Inspiration
Bookshelves are worse than fjords to navigate. There is too much choice, and indecision hits when trying to pick out a cool book at a library or bookstore. Why isn’t there an easy way to compare the ratings of different books from just the spine? That’s where BookBud comes in. Paper books are a staple part of our lives - everyone has a bookshelf, hard to find them, very manual organisation
What it does
Bookbud is Shazam but for books. Bookbud allows users to click on relevant text relating to their book in a live video stream while they scan the shelves. Without needing to go through the awkward process of googling long book titles or finding the right resource, readers can quickly find useful information on their books.
How we built it
We built it from the ground up using Swift. The first component involves taking in camera camera input. We then implement Apple’s Vision ML framework to retrieve the text recognised within the scene. This text is passed into the second component that deals with calling the Google Books API to retrieve the data to be displayed.
Challenges we ran into
We ran into an unusual bug in the process of combining the two halves of our project. The first half was the OCR piece that takes in a photo of a bookshelf and recognises text such as title, author and publisher, and the second half was the piece that speaks directly to the Google client to retrieve details such as average rating, maturity_level and reviews from text. More generally, we ran into compatibility issues as Apple recently shifted from the pseudo-deprecated UIKit to SwiftUI and this required many hours of tweaking to finally ensure the different components played well together.

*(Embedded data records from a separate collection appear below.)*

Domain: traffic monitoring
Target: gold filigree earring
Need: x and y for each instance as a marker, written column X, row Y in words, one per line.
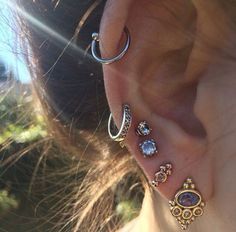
column 187, row 204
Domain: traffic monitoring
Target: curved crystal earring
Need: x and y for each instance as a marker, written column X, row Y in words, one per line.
column 125, row 125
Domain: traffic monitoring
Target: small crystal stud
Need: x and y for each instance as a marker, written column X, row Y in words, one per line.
column 143, row 129
column 148, row 148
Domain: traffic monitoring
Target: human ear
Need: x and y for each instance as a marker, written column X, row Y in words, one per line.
column 151, row 78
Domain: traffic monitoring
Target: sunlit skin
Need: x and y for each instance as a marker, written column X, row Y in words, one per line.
column 179, row 76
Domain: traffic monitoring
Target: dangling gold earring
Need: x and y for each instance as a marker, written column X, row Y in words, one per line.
column 187, row 204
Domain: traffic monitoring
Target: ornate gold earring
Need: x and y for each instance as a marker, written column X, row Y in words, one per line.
column 187, row 204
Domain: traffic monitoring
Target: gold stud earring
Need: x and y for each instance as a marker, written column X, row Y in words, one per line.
column 187, row 204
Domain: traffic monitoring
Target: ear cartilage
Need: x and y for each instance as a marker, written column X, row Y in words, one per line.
column 187, row 204
column 143, row 129
column 148, row 148
column 162, row 175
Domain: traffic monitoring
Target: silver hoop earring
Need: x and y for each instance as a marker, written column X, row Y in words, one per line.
column 125, row 125
column 95, row 37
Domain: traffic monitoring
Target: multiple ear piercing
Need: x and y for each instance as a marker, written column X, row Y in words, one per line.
column 187, row 204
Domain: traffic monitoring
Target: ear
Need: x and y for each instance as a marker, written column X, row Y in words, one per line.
column 151, row 78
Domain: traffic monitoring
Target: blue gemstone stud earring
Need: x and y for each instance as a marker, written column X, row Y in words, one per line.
column 147, row 147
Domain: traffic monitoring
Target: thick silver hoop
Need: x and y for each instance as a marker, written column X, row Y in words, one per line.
column 125, row 125
column 95, row 37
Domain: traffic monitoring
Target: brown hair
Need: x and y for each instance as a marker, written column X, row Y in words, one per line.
column 70, row 87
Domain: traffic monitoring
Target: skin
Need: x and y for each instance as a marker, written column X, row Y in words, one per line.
column 179, row 76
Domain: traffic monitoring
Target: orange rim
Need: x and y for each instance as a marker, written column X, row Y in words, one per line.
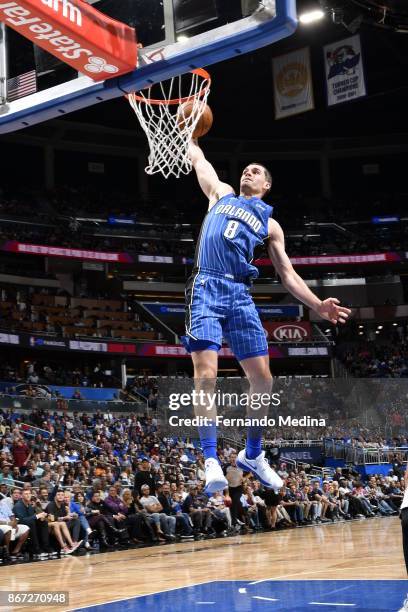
column 198, row 71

We also initially tried to separate each book’s spine from a bookshelf can be tackled easily through openCV but we did not initially code in objective c++ so it was not compatible with the rest of our code.
Accomplishments that we're proud of
We were able to successfully learn how to use and implement Apple Vision ML framework to run OCR on camera input to extract a book title. We also successfully interacted with the Google API to retrieve average ratings and title for a book, integrating the two into an interface.
What we learned
For 3 of 4 on the team, it was the first time working with Swift or mobile app development. This proved to be a steep learning curve, but one that was extremely rewarding. Not only was simulation a tool we drew on extensively in our process, but we also learned about different objects and syntax that Swift uses compared to C.
What's next for BookBud
There are many technical details BookBud could improve on: Improved UI Basic improvements and features include immediately prompting a camera, Booklovers need an endearing UI. Simple, intuitive - but also stylish and chic. Create a recommendation system of books for the reader depending on the books that readers have looked at/wanted more information on in the past or their past reading history Do this in AR, instead of having it be a photo, overlaying each book with a color density that corresponds to the rating or even the “recommendation score” of each book. Image Segmentation through Bounding Boxes Automatically detect all books in the live stream and suggest which book has the highest recommendation score. Create a ‘find your book’ feature that allows you to find a specific book amidst the sea of books in a bookshelf.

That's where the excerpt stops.